Что бы ни говорили умники из Академии[32], призвать демона-убийцу очень-очень сложно, а для деревенской колдуньи и вовсе немыслимо. Если только Лупе деревенская колдунья, а не одна из Преступивших[33], которые нет-нет да попадаются на земных тропах, вопреки старанию всех синяков подлунного мира.

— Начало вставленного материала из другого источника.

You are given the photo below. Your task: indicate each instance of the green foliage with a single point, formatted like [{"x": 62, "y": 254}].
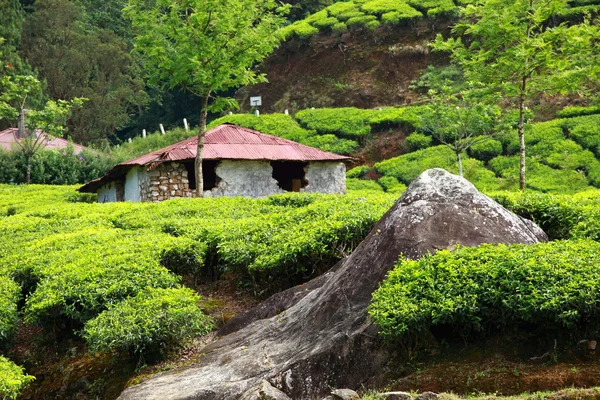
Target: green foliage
[
  {"x": 417, "y": 141},
  {"x": 10, "y": 294},
  {"x": 407, "y": 167},
  {"x": 357, "y": 172},
  {"x": 64, "y": 49},
  {"x": 152, "y": 321},
  {"x": 355, "y": 184},
  {"x": 542, "y": 58},
  {"x": 391, "y": 184},
  {"x": 486, "y": 150},
  {"x": 556, "y": 215},
  {"x": 551, "y": 286},
  {"x": 364, "y": 14},
  {"x": 76, "y": 260},
  {"x": 171, "y": 47},
  {"x": 12, "y": 379},
  {"x": 347, "y": 122},
  {"x": 57, "y": 167},
  {"x": 576, "y": 111}
]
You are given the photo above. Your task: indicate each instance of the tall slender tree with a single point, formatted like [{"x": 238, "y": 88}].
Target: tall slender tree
[
  {"x": 515, "y": 48},
  {"x": 205, "y": 47}
]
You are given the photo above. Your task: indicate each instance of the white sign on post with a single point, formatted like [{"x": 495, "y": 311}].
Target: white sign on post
[{"x": 255, "y": 101}]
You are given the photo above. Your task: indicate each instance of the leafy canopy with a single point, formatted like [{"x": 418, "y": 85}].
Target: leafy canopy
[{"x": 205, "y": 45}]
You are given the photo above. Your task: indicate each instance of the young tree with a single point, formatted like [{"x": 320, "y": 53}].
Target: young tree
[
  {"x": 514, "y": 48},
  {"x": 41, "y": 124},
  {"x": 459, "y": 123},
  {"x": 205, "y": 47}
]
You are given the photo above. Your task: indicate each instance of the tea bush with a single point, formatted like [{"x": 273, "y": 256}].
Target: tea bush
[
  {"x": 576, "y": 111},
  {"x": 357, "y": 172},
  {"x": 552, "y": 286},
  {"x": 12, "y": 379},
  {"x": 362, "y": 184},
  {"x": 417, "y": 141},
  {"x": 486, "y": 150},
  {"x": 151, "y": 322},
  {"x": 10, "y": 293},
  {"x": 346, "y": 122}
]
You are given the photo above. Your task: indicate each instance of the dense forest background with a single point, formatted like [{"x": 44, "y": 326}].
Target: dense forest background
[{"x": 82, "y": 48}]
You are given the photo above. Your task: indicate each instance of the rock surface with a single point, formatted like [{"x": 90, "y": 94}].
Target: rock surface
[
  {"x": 325, "y": 339},
  {"x": 264, "y": 391}
]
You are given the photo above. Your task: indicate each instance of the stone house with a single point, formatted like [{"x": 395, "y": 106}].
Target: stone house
[{"x": 236, "y": 162}]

Да, но поймать Преступившую не по силам испуганным сельчанам и раскормленным фискальным стражникам. Может, она сама хочет попасть в лапы синяков? Тогда его долг досмотреть представление до конца. Если же Лупе просто знахарка, придется разобраться со шляющимся по окрестным лесам людоедом. Куда ни кинь, везде клин, а эландцы ждать не будут.
Конечно, Топаз не подведет, если нужно, он догонит герцога на таянской границе, но «случайностью» это уже не представишь. Дорога тут одна, а по заболоченным лесам и горным тропам вперед не забежать. Положеньице…
– Положеньице, – вслух повторил Роман, и Зенек тут же встрепенулся:
– Проше пана либра, вы поможете Лупе, а я…
– Что «ты»?
– Я могу к вам за это слугой забесплатно, ряд[34] подпишу на десять лет…
– Да на что мне слуга, без него спокойнее. Ладно, что-нибудь придумаем.
Но думать им не дали. В дверь опять постучали, на сей раз настойчиво. Роман понял, что синяки решили не дать некстати взявшемуся либру вмешаться в их дела. Они будут вежливы, но одного его не оставят до тех пор, пока судьба колдуньи не будет решена. Если он захочет уехать, удерживать не станут, но наверняка навяжут пяток провожатых. Отвязаться от них не штука, но это значит раскрыть себя, не говоря уж о том, что оплошавшие стражники наверняка наплетут невесть чего, лишь бы выгородить себя в глазах начальства. Шум же в планы Романа сейчас никаким боком не вписывался. Стук повторился, и Роман раздраженно крикнул:
– Не заперто.
Синяки явились в полном составе, не забыв прихватить мышевидного Гонзу. Роман, не глядя на поздних визитеров, с пренебрежением, которому позавидовал бы самый гоноровый нобиль, кинул оторопевшему Зенеку:
– И чтобы было готово к утру. А теперь убирайся. И не вздумай подслушивать… ПОД ДВЕРЬЮ.
– Прошу дана либра, не стоит беспокоиться. В коридоре дежурит стражник, – заметил высокий синяк и, обернувшись к Зенеку, рявкнул противным начальственным голосом: – Пшел вон!
Парнишка, испуганно вжав голову в плечи, исчез.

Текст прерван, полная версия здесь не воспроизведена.